South Africa said Thursday it will withhold nearly 30 million dollars of aid to Zimbabwe until a new government is formed as it prepares to host new power-sharing talks next week.
Mpani said Harare knows African leaders are disgruntled, but would not publicly criticize the ZANU-PF party.
"The government of Harare is fully aware that members of SADC (Southern African Development Community) and members of the AU (African Union) privately are disgruntled over the way the government in Harare is handling the affairs and the negotiation process. But as long as they don't speak publicly and as long as they don't raise or object to it unanimously, I think it would always be to the advantage of the ZANU-PF government," Mpani pointed out.
He said a ZANU-PF government would not in the least be concerned about South Africa's decision to withhold financial aid until a unity government is formed in Zimbabwe.

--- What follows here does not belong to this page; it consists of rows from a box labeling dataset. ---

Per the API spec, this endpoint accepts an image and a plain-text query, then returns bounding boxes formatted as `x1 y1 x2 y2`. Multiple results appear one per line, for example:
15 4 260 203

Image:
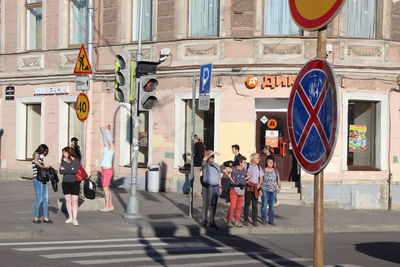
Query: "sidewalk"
0 180 400 240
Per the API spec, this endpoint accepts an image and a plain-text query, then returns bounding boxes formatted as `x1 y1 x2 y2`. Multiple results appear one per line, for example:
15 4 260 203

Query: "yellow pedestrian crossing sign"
74 45 93 74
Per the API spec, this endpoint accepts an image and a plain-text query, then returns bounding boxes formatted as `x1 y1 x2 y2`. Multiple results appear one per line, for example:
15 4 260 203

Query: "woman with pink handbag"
60 147 80 226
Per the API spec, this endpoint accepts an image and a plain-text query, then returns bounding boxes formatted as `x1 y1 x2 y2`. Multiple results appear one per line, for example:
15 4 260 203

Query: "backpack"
83 177 97 199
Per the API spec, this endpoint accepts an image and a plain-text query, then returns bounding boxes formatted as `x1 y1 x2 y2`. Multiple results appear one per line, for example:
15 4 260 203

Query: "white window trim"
58 96 76 160
342 92 389 171
174 92 221 169
119 103 153 166
15 97 46 160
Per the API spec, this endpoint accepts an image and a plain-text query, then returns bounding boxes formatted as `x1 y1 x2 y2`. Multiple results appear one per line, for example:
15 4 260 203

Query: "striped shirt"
32 152 44 178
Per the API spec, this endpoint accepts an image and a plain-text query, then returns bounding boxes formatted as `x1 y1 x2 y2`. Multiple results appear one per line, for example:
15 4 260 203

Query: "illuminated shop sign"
245 75 296 89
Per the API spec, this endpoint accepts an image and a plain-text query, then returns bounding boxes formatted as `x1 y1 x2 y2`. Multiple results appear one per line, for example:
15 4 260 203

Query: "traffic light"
139 76 158 111
114 53 133 103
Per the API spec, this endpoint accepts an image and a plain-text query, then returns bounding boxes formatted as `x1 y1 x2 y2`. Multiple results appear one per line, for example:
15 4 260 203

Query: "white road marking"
14 241 204 251
0 237 177 246
72 251 272 265
39 247 232 259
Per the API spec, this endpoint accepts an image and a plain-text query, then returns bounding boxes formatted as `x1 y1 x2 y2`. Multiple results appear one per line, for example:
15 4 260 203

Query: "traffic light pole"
123 0 143 219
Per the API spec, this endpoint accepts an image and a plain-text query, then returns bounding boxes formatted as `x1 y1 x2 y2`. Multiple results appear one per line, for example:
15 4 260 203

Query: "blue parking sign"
199 63 212 95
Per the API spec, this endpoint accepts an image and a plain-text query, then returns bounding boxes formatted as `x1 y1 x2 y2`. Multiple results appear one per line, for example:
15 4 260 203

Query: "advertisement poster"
349 125 367 152
265 130 279 147
139 132 148 146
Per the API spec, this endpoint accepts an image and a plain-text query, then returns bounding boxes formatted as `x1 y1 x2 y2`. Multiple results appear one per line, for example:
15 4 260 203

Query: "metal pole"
314 26 327 267
123 0 143 219
189 74 196 218
81 0 94 166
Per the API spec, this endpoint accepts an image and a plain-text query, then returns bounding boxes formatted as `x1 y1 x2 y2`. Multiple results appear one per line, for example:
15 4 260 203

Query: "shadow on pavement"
354 242 400 264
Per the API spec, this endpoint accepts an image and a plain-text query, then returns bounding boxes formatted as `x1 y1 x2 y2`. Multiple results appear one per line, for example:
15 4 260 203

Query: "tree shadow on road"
354 242 400 264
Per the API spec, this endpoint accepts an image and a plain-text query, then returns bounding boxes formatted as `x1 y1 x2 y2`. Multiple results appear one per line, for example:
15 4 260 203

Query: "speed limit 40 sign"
75 93 89 121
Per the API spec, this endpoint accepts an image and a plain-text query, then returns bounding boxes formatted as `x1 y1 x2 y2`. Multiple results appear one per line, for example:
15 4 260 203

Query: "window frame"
187 0 223 39
67 0 88 47
25 0 45 51
341 92 389 171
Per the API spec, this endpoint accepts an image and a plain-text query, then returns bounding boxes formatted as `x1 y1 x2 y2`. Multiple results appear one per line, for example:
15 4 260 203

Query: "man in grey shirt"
201 150 222 227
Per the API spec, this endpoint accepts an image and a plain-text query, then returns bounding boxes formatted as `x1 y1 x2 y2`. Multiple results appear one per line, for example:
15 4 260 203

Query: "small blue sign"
199 63 212 95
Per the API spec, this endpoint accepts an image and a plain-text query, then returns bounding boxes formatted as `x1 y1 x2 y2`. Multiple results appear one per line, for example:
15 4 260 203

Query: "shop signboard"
288 58 339 174
288 0 345 31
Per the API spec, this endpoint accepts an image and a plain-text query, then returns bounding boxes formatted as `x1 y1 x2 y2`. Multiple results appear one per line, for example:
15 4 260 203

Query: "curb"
0 229 43 240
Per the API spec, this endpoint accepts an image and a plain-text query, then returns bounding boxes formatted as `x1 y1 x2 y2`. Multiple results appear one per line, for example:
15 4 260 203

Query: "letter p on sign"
199 63 212 95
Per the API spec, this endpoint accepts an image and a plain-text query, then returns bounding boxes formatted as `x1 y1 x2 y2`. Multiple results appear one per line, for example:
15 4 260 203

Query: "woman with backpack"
60 146 80 226
261 156 281 226
223 156 251 227
32 144 53 223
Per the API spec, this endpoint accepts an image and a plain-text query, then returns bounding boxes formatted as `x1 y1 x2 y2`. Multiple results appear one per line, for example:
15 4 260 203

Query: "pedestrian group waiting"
197 141 281 228
32 125 114 226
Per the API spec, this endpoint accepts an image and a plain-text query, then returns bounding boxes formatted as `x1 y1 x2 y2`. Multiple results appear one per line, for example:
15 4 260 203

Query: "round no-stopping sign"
75 93 89 121
288 58 339 174
289 0 344 31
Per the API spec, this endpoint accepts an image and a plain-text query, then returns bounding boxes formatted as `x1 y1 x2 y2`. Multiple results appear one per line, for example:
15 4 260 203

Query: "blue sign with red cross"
288 58 339 174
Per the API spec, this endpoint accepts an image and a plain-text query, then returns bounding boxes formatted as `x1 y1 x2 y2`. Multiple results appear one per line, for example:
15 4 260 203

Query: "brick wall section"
231 0 256 37
100 0 120 44
157 0 177 41
392 2 400 41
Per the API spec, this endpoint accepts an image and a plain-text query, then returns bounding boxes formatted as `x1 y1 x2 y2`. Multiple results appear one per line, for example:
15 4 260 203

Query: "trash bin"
147 164 160 192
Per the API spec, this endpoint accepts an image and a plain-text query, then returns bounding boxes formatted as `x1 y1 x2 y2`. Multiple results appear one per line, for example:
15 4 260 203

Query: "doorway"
256 112 300 181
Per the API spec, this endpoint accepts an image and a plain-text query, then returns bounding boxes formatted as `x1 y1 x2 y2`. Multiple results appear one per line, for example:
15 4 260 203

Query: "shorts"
101 168 113 187
61 182 81 196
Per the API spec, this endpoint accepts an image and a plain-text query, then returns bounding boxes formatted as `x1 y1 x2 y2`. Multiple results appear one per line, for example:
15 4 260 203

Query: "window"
189 0 219 37
264 0 302 35
26 0 42 50
69 0 86 45
66 102 82 144
347 101 377 169
132 0 153 41
25 104 42 159
345 0 376 38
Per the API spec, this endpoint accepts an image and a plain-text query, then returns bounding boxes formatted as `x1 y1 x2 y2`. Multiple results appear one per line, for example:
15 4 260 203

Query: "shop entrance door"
256 112 299 181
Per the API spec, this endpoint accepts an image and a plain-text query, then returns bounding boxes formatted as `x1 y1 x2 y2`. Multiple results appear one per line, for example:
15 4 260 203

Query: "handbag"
75 163 88 182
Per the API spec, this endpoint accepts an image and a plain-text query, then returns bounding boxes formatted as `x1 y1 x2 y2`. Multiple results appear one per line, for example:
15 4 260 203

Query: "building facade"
0 0 400 209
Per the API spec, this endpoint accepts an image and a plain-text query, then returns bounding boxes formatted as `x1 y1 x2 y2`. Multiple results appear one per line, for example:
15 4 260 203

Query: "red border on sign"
74 44 93 74
289 0 344 30
287 58 339 174
75 93 90 122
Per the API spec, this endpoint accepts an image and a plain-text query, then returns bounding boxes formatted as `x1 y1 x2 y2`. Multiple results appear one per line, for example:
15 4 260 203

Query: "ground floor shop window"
185 99 215 167
347 101 377 169
25 104 42 159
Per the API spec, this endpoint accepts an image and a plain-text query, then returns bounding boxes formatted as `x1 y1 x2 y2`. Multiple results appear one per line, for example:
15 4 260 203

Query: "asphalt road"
0 232 400 267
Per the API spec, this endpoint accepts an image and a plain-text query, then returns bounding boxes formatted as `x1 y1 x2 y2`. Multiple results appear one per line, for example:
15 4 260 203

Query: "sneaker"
235 221 243 228
99 206 114 212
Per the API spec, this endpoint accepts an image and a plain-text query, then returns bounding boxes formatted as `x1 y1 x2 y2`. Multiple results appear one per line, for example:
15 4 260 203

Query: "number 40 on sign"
75 93 89 121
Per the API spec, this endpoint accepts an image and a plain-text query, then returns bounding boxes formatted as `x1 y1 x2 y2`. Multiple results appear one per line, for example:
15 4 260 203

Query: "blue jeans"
32 179 49 218
261 189 276 223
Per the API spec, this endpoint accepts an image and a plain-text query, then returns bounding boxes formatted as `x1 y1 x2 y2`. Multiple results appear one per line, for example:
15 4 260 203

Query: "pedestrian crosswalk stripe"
39 245 232 259
14 241 203 251
72 251 280 265
141 258 316 267
0 237 178 246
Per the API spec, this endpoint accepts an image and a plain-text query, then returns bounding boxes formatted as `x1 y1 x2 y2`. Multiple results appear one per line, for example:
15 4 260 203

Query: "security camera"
159 48 171 63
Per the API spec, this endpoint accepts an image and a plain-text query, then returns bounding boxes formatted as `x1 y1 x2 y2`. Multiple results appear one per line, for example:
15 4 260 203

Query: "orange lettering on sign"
246 75 258 89
261 76 275 89
267 119 278 129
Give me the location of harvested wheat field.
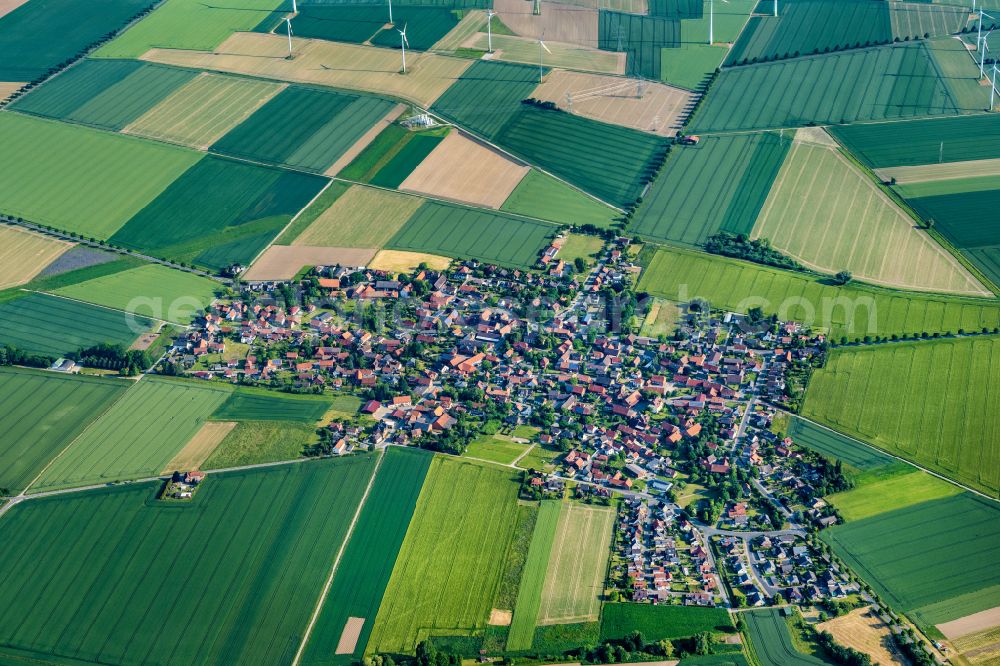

"The withholding of the money of the South African government, saying they are waiting for an inclusive government to be formed does not really send the right signal to the ZANU-PF government to really say that there is a problem. They (ZANU-PF) would just take it as the process before where they ended up not borrowing money from the South African government. So it does not really clearly show that the South African government is frustrated," he said.
Meanwhile, former U.S. President Jimmy Carter and others, including Nelson Mandela, are pressing ahead with a humanitarian mission to Zimbabwe, despite stiff resistance from Harare, which declared that they are unwelcome.
Mpani said there is need for the group of world leaders to visit Zimbabwe and illuminate the deteriorating humanitarian situation.
"As you have already heard from the media, the Zimbabwe government has already said they are not welcome because they are viewing them as partisans. But I think that the initiative to go to Zimbabwe would help put Zimbabwe in the limelight because as you are aware, because of the developments in the Democratic Republic of Congo, attention on Zimbabwe has become minimal. So there is need for them to go and look at what is happening on the humanitarian situation because it is very important," Mpani noted.
Also taking part in the two-day visit starting Saturday are former U.N. Secretary-General Kofi Annan and Graca Machel, an international advocate for women's and children's rights who is married to Mandela. Annan stressed in a statement that the visit was separate from a regional attempt to get Mugabe and his rivals to implement a power-sharing agreement that has been stalled since it was signed in September.